HomeOur ScientistsXiaochen Wang

Our Scientists

Xiaochen Wang, PhD
International Early Career Scientist / 2012–Present

Scientific Discipline

Developmental Biology, Genetics

Host Institution

National Institute of Biological Sciences, Beijing

Current Position

Dr. Wang is an associate investigator at the National Institute of Biological Sciences, Beijing, China.

Current Research

Regulation of Apoptotic Cell Clearance

Xiaochen Wang investigates how apoptotic cells are properly cleared during apoptosis, using Caenorhabditis elegans as a model system. She is also interested in understanding how specific membrane traffic events are regulated during phagocytosis and endocytosis.
TR-52 recognizes apoptotic cells...


Cells often sacrifice themselves for the good of the organism, but their remains can provoke inflammation and even trigger an immune system malfunction. Xiaochen Wang wants to work out how cells recognize and clear away cellular corpses…

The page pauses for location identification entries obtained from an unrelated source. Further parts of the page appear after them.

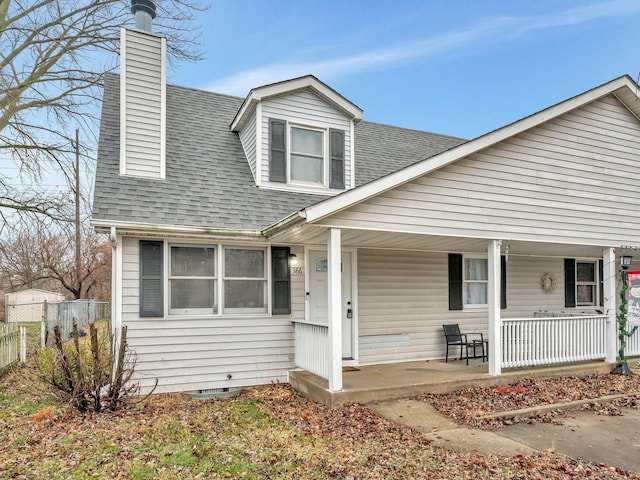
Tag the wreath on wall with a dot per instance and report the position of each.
(548, 282)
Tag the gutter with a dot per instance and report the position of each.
(124, 228)
(296, 217)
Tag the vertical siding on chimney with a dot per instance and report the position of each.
(143, 104)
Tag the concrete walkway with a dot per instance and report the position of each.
(611, 440)
(444, 432)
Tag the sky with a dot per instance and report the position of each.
(455, 67)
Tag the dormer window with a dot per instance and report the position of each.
(300, 155)
(306, 162)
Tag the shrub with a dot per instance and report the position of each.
(87, 371)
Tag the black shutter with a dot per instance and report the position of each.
(151, 301)
(336, 179)
(503, 282)
(601, 280)
(281, 280)
(569, 282)
(455, 281)
(277, 151)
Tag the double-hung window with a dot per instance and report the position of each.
(586, 283)
(306, 162)
(192, 279)
(245, 280)
(213, 279)
(475, 281)
(306, 156)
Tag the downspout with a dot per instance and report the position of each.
(116, 294)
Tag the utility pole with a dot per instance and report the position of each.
(78, 232)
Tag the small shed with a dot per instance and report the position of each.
(28, 305)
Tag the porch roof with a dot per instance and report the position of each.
(355, 238)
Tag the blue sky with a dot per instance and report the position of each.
(457, 67)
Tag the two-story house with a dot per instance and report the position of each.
(255, 236)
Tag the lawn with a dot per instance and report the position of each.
(266, 432)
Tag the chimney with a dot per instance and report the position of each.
(145, 11)
(142, 96)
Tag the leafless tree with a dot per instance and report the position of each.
(54, 56)
(43, 259)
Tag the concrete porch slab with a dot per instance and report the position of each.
(377, 383)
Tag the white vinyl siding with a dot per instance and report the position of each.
(248, 140)
(304, 109)
(406, 294)
(143, 104)
(571, 180)
(198, 352)
(403, 302)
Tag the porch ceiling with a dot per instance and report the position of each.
(314, 235)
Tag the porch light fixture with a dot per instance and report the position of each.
(622, 368)
(625, 261)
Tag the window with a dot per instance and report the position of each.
(245, 280)
(307, 156)
(311, 156)
(468, 281)
(151, 298)
(213, 279)
(583, 282)
(475, 281)
(192, 279)
(586, 283)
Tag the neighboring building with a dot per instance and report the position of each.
(253, 236)
(28, 305)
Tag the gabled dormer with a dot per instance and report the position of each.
(298, 135)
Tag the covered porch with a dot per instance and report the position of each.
(534, 334)
(373, 383)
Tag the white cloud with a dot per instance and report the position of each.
(488, 32)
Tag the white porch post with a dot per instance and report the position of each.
(334, 256)
(493, 301)
(609, 294)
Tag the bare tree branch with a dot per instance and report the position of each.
(55, 54)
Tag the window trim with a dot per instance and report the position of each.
(571, 282)
(265, 279)
(334, 160)
(455, 283)
(465, 281)
(595, 283)
(216, 298)
(289, 141)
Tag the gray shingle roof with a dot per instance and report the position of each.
(208, 180)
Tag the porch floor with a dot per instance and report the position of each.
(372, 383)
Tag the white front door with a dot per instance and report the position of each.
(319, 294)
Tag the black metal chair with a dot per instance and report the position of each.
(454, 337)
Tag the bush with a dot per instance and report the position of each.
(87, 371)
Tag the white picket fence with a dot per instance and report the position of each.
(13, 344)
(553, 340)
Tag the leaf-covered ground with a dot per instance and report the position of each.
(268, 432)
(467, 405)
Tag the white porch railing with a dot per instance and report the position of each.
(312, 348)
(545, 341)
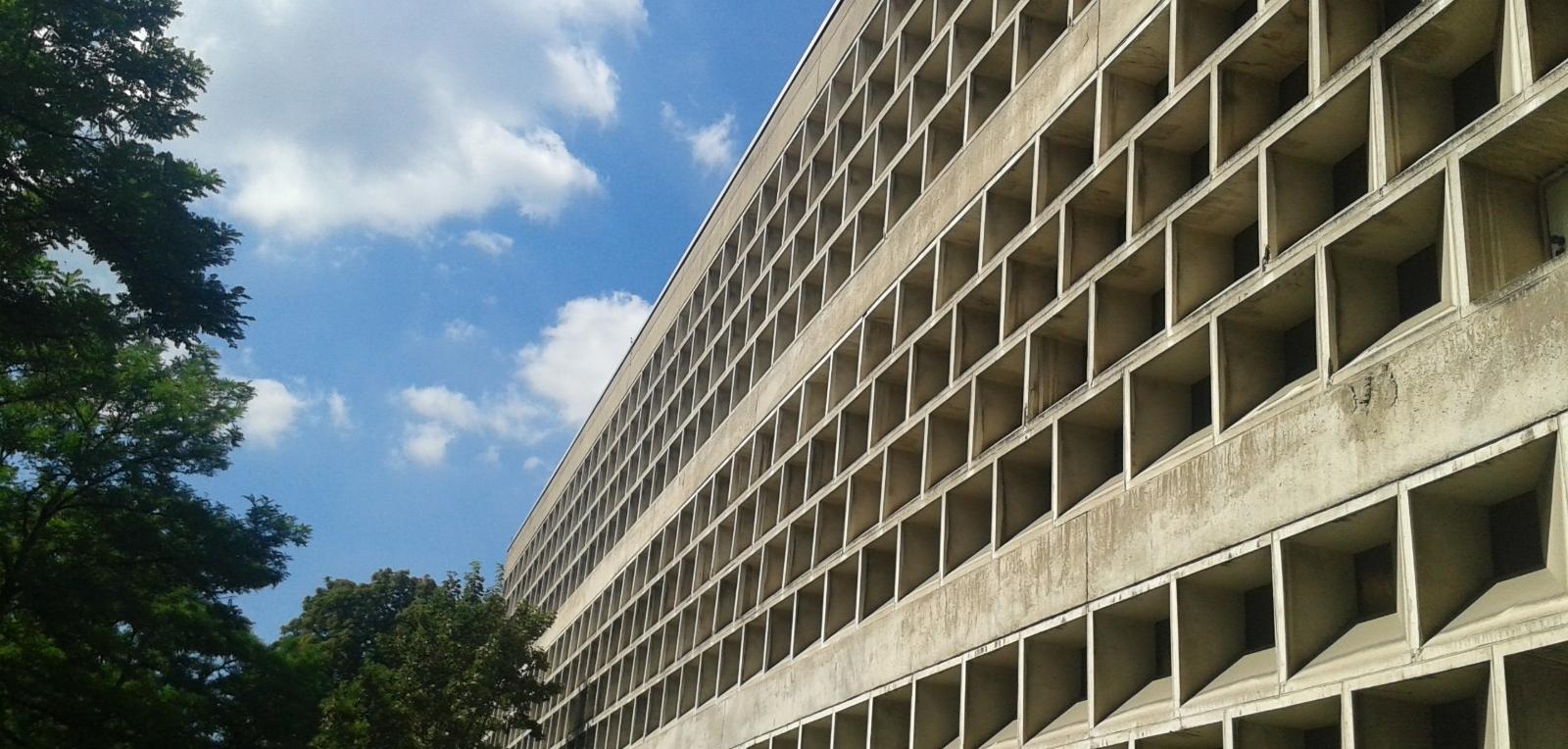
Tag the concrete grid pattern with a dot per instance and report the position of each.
(1081, 374)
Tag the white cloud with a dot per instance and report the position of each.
(443, 406)
(556, 385)
(460, 331)
(394, 117)
(580, 351)
(425, 444)
(712, 146)
(271, 413)
(337, 411)
(590, 85)
(439, 416)
(490, 243)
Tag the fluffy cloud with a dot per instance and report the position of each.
(460, 331)
(425, 444)
(557, 382)
(490, 243)
(712, 146)
(271, 413)
(438, 416)
(392, 117)
(337, 411)
(580, 351)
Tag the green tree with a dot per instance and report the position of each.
(115, 571)
(88, 88)
(416, 663)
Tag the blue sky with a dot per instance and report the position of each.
(455, 217)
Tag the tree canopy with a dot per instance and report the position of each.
(417, 663)
(88, 93)
(117, 573)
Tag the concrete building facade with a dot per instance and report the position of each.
(1097, 374)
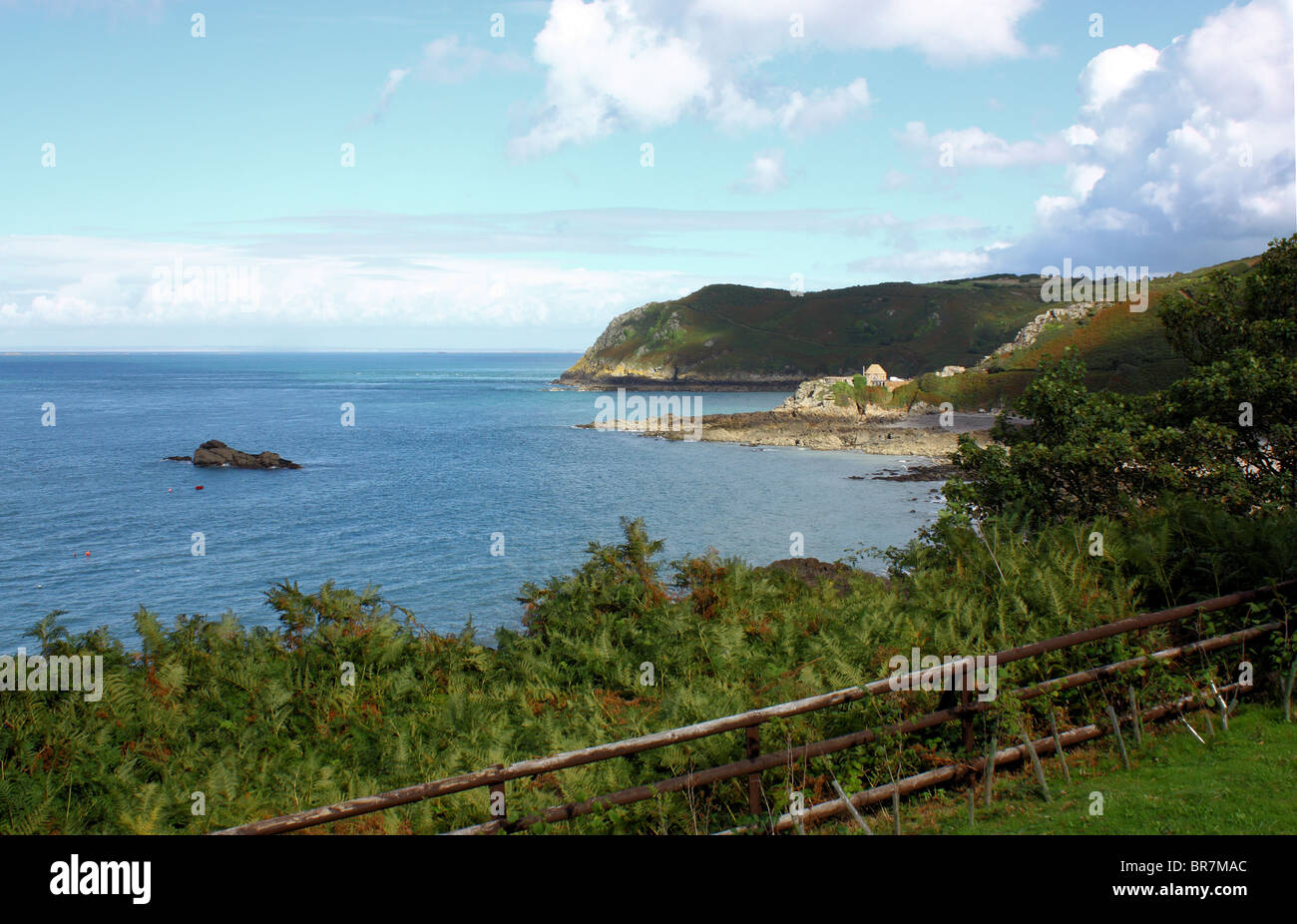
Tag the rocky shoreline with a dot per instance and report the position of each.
(610, 383)
(804, 431)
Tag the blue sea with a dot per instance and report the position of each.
(446, 449)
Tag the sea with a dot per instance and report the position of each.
(446, 479)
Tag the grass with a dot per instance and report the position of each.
(1239, 782)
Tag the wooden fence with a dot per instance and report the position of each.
(755, 762)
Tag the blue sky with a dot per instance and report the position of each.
(500, 195)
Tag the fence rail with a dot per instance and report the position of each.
(755, 762)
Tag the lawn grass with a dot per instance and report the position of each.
(1240, 781)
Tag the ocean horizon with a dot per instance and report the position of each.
(450, 456)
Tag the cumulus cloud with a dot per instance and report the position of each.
(81, 281)
(764, 173)
(1178, 158)
(977, 148)
(610, 64)
(446, 60)
(1189, 155)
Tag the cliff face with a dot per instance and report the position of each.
(648, 346)
(742, 337)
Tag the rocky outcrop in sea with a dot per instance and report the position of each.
(215, 453)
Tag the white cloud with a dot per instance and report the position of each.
(1193, 145)
(611, 64)
(79, 281)
(945, 31)
(932, 264)
(446, 60)
(1113, 72)
(764, 173)
(977, 148)
(1176, 158)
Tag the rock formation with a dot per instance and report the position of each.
(216, 453)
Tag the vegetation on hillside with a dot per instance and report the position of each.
(731, 331)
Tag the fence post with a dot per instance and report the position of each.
(1116, 730)
(1036, 764)
(990, 768)
(1063, 759)
(965, 700)
(1135, 717)
(496, 799)
(752, 747)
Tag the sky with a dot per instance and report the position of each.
(511, 176)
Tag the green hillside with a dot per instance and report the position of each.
(742, 336)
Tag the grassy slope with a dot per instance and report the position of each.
(1123, 350)
(903, 326)
(911, 328)
(1240, 781)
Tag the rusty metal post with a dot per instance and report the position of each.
(752, 747)
(965, 702)
(496, 798)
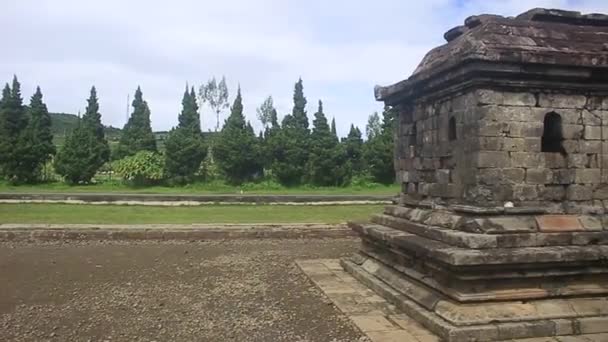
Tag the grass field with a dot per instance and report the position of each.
(113, 214)
(203, 188)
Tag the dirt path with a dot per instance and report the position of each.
(245, 290)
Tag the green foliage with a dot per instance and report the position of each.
(74, 160)
(91, 121)
(378, 151)
(35, 144)
(236, 149)
(137, 134)
(85, 149)
(289, 147)
(184, 148)
(353, 144)
(143, 168)
(328, 163)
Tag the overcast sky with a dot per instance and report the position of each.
(340, 48)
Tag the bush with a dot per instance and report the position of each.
(143, 168)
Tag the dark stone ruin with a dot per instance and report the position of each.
(502, 153)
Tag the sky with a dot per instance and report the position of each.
(340, 48)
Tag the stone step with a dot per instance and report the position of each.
(422, 247)
(484, 241)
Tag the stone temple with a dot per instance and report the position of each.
(501, 230)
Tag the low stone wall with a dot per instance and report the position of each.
(191, 200)
(162, 232)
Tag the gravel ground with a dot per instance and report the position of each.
(239, 290)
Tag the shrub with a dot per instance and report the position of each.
(143, 168)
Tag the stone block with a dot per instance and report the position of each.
(527, 159)
(590, 222)
(558, 223)
(539, 176)
(555, 160)
(587, 176)
(553, 192)
(577, 160)
(593, 325)
(532, 144)
(518, 99)
(486, 159)
(574, 131)
(443, 176)
(562, 101)
(591, 118)
(525, 192)
(578, 192)
(601, 192)
(592, 133)
(488, 96)
(590, 146)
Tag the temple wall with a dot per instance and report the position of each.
(496, 155)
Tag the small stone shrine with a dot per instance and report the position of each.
(502, 152)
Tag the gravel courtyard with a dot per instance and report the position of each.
(238, 290)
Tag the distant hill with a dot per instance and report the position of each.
(63, 123)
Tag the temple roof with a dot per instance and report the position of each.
(539, 36)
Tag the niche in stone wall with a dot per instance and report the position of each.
(452, 129)
(553, 136)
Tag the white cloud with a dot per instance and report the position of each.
(340, 48)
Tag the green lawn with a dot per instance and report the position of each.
(205, 188)
(114, 214)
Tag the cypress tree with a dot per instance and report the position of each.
(91, 120)
(236, 150)
(378, 150)
(35, 145)
(72, 161)
(291, 143)
(328, 164)
(14, 123)
(334, 133)
(184, 148)
(137, 133)
(354, 149)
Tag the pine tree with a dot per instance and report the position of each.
(328, 164)
(290, 144)
(91, 120)
(354, 149)
(14, 122)
(378, 150)
(137, 134)
(35, 145)
(74, 157)
(236, 150)
(184, 148)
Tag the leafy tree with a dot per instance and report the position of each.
(35, 145)
(328, 164)
(184, 148)
(289, 145)
(137, 134)
(74, 159)
(91, 121)
(13, 122)
(378, 150)
(236, 150)
(354, 149)
(216, 96)
(143, 168)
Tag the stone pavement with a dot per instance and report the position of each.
(377, 318)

Cells often sacrifice themselves for the good of the organism, but their remains can provoke inflammation and even trigger an immune system malfunction. Xiaochen Wang wants to work out how cells recognize and clear away cellular corpses before they cause harm. “The proper removal of these cells is critical for maintaining homeostasis of healthy tissues,” she says.

As a graduate student at Peking University, Wang’s early scientific interests focused on a broader kind of balancing act: the relationships between plants and other organisms. There she studied the complex partnership between the orchid Gastrodia elata, which is used in traditional Chinese medicine, and the fungus Armillaria mellea. The fungus provides the orchid with food and enables it to reproduce. However, the two don’t live together in perfect harmony. Wang and her colleagues discovered that the plant permits the fungus to enter only certain parts of its body and keeps its helper in check with a toxic compound known as gastrodianin.

At the same time, some of Wang’s colleagues were studying the less cooperative relationships between plants and their pathogens. One way plants resist disease is by prompting their attackers to commit cell suicide, or apoptosis. Toward the end of her graduate studies, Wang became fascinated by cell death as a defense mechanism. To pursue her interest she took a postdoctoral position with molecular biologist Ding Xue at the University of Colorado, Boulder.

Although apoptosis is often beneficial for an organism—removing a potentially cancerous cell, for instance—the corpses are a problem. They can unleash inflammation, and immune cells sometimes mistake the cellular debris for an invading pathogen, leading to a misdirected attack on the body’s own tissues. To spur their own removal, suicidal cells typically display signals that prompt the body’s cleanup cells to devour them.

In nematodes, the research model in Xue’s lab, a big player in the mechanism to detect suicidal cells is the protein WAH-1, which is a counterpart of a human protein that induces apoptosis. Wang found that WAH-1 helps the cell chop up its DNA, a key step in apoptosis. Her work also revealed that WAH-1 teams up with another protein that helps flag down the body’s cleanup cells by raising the molecule phosphatidylserine (PS) to the cell’s surface. Researchers had previously discovered that PS, which directs other cells to eat the dying cell, made this journey, but Wang’s results helped explain how.

Since becoming an assistant investigator at the National Institute of Biological Sciences in Beijing in 2006, Wang has continued her hunt for the mechanisms that control consumption of apoptotic cells. She and her colleagues have identified a “bridging molecule,” TTR-52, that connects the PS on a suicidal cell to a receptor on the potential cleanup cell. Why cells need both PS and TTR-52 for identifying cell corpses is unknown, but they might provide a margin of safety to prevent the destruction of living cells.

“You might need more than one recognition mechanism to ensure that OK, this is really an apoptotic cell that needs to be cleared,” Wang notes. It also might explain how receptors on the surface of the cleanup cell, which are not the right shape to attach to PS, actually recognize an apoptotic cell, she says.

Wang is also investigating what happens once a cellular corpse has been devoured and has to be digested. Digestion occurs in a cellular structure called the phagolysosome, analogous to a stomach, that forms when several other kinds of intracellular containers fuse. In several recent papers, Wang’s group explored how a group of enzymes called RabGTPases help control digestion. For example, one enzyme spurs the containers to fuse with each other. Among the questions Wang wants to answer is how these enzymes do their jobs.

Wang and her colleagues have uncovered six genes that take part in clearing apoptotic cells, and they are searching for others. That her work illuminates only the smallest part of the mysteries of cell suicide does not dilute Wang’s satisfaction. “Whenever you have something new, it’s a discovery,” she says. “They each make me very excited.”